Last updated: March 11, 2025

SCWE-053: Improper Deletion of Mappings

Stable Version v0.0.1

This content is in the version-(v0.0.1) and still under active development, so it is subject to change any time (e.g. structure, IDs, content, URLs, etc.).

Send Feedback

Relationships

• CWE-459: Incomplete Cleanup
  https://cwe.mitre.org/data/definitions/459.html

Description

In Solidity, mappings (mapping(address => uint256)) do not store key-value pairs in a way that allows them to be iterated over or deleted in a straightforward manner. Deleting a mapping variable does not remove its entries; it only resets the reference to the mapping, leaving stale data accessible if another variable references the same mapping. Improper deletion of mappings can lead to storage inconsistencies, potential access control issues, and unintended behavior.

Remediation

• Instead of using delete mappingVariable;, explicitly set each key’s value to zero where necessary.
• Consider additional data structures (e.g., arrays or linked lists) to track mapping keys if deletion is required.
• Ensure mapping deletions do not leave residual data that can be accessed unexpectedly.

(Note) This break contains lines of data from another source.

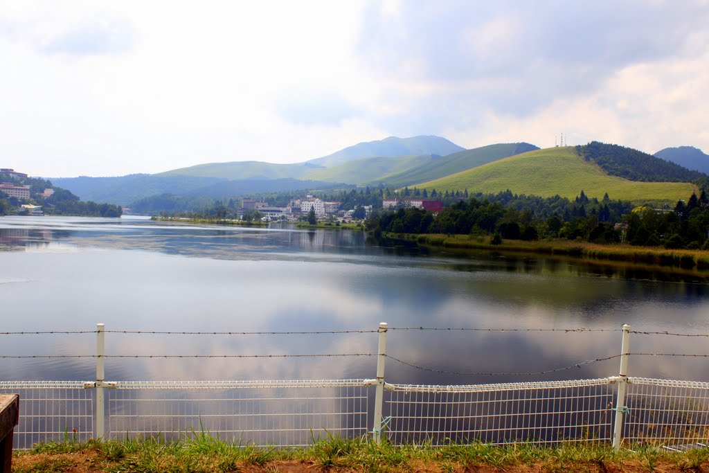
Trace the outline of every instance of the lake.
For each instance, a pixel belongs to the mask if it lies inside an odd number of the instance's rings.
[[[544,374],[508,373],[617,355],[623,323],[709,334],[707,288],[671,274],[562,260],[379,245],[351,230],[0,217],[0,355],[91,355],[92,333],[6,333],[91,332],[97,323],[109,331],[352,330],[111,332],[109,355],[186,357],[109,358],[108,380],[371,378],[376,357],[366,355],[376,352],[379,322],[396,329],[389,355],[437,370],[388,360],[391,382],[610,376],[617,358]],[[404,330],[418,327],[481,330]],[[707,342],[633,333],[630,351],[705,355]],[[304,354],[359,355],[234,357]],[[703,357],[634,355],[630,363],[639,377],[706,381],[708,372]],[[6,380],[94,377],[88,357],[0,360]]]

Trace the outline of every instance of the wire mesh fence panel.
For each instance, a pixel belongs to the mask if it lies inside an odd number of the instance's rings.
[[[84,442],[94,431],[94,391],[79,381],[0,382],[0,394],[20,395],[20,421],[13,443],[17,450],[35,443]]]
[[[305,446],[367,432],[363,380],[121,382],[108,390],[108,435],[208,433],[256,446]]]
[[[386,435],[396,445],[607,442],[612,378],[471,386],[388,385]]]
[[[709,443],[709,383],[629,378],[623,438],[630,443]]]

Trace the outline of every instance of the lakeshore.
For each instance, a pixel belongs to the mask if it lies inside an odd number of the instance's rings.
[[[658,247],[632,246],[627,244],[598,245],[569,240],[537,241],[503,240],[491,243],[490,237],[467,235],[411,235],[384,233],[386,238],[415,243],[430,248],[483,250],[529,255],[573,258],[593,262],[623,263],[644,267],[661,267],[673,272],[693,272],[706,275],[709,271],[709,251],[703,250],[668,250]]]
[[[309,447],[257,448],[203,433],[179,442],[160,438],[39,444],[16,452],[14,473],[36,472],[687,472],[709,467],[709,448],[672,452],[652,445],[451,444],[394,447],[332,438]]]
[[[249,220],[226,220],[224,218],[189,218],[187,217],[158,217],[153,216],[150,220],[158,222],[181,222],[206,225],[230,225],[238,227],[267,227],[269,222]]]

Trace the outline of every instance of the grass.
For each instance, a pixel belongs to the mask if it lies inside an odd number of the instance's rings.
[[[411,186],[410,186],[411,187]],[[579,157],[572,148],[553,148],[530,151],[441,179],[416,184],[419,189],[468,189],[574,199],[581,191],[588,197],[637,203],[670,203],[686,199],[694,191],[686,182],[637,182],[609,176],[595,165]]]
[[[225,220],[221,218],[189,218],[186,217],[158,217],[153,216],[151,220],[161,222],[181,222],[182,223],[208,223],[211,225],[233,225],[239,227],[267,227],[268,222],[260,220]]]
[[[383,182],[388,186],[403,186],[413,182],[432,181],[512,156],[517,149],[518,143],[498,143],[465,150],[398,174],[382,174],[374,182]]]
[[[497,252],[542,254],[596,260],[675,268],[684,271],[709,269],[709,251],[666,250],[660,247],[632,246],[627,244],[598,245],[571,240],[537,241],[503,240],[492,245],[490,238],[467,235],[391,235],[386,236],[419,245],[460,250],[490,250]]]
[[[669,452],[647,446],[451,443],[393,446],[367,438],[330,437],[306,448],[257,448],[205,433],[167,441],[161,437],[118,442],[40,444],[16,452],[14,473],[123,472],[685,472],[709,467],[709,449]]]

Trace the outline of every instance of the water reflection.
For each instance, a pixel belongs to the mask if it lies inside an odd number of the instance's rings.
[[[109,333],[109,379],[249,379],[374,377],[390,326],[608,329],[605,332],[393,330],[394,382],[470,384],[605,377],[620,328],[709,333],[705,284],[640,270],[482,252],[427,252],[368,243],[351,231],[238,228],[138,219],[0,219],[2,332],[45,330],[302,331],[325,335]],[[642,275],[642,277],[638,276]],[[93,334],[0,335],[0,355],[91,355]],[[705,339],[635,334],[632,351],[707,352]],[[633,357],[635,376],[706,380],[703,359]],[[91,379],[91,358],[4,360],[0,379]],[[520,376],[510,372],[545,372]],[[455,374],[491,373],[491,374]]]

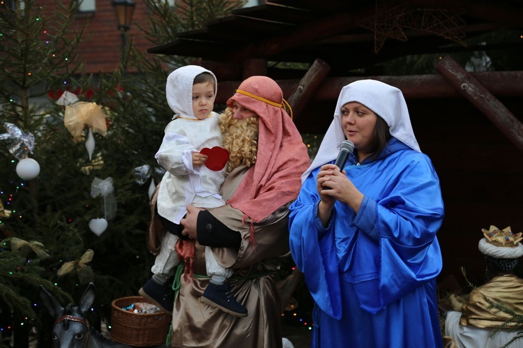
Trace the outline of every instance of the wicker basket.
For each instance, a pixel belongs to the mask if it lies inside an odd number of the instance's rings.
[[[155,346],[165,343],[169,333],[171,316],[165,312],[139,314],[122,309],[137,302],[151,303],[142,296],[122,297],[111,303],[112,339],[135,347]]]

Vulnerable Contract Example

contract Example {
    mapping(address => uint256) public balances;

    function addBalance(address user, uint256 amount) public {
        balances[user] = amount;
    }

    function resetBalances() public {
        delete balances;  // ❌ This does not clear individual key-value pairs!
    }
}

Why is this vulnerable?

• delete balances; only resets the storage reference but does not remove key-value pairs.
• If another contract or function still references balances, the data remains accessible.
• Unexpected behavior may arise where users assume balances have been erased but can still access the old data.

Fixed Contract Example

contract SecureExample {
    mapping(address => uint256) public balances;
    address[] private users;

    function addBalance(address user, uint256 amount) public {
        if (balances[user] == 0) {
            users.push(user);
        }
        balances[user] = amount;
    }

    function resetBalances() public {
        for (uint256 i = 0; i < users.length; i++) {
            balances[users[i]] = 0;  // ✅ Explicitly clears each entry
        }
        delete users;  // ✅ Resets the tracking array
    }
}

Why is this safe? - Tracks users in an array to allow explicit deletion of each mapping entry. - Ensures all key-value pairs are properly reset instead of just deleting the mapping reference. - Prevents residual data from being accessed unintentionally.

By properly handling mapping deletions, developers can avoid unintended data persistence and ensure accurate contract state management.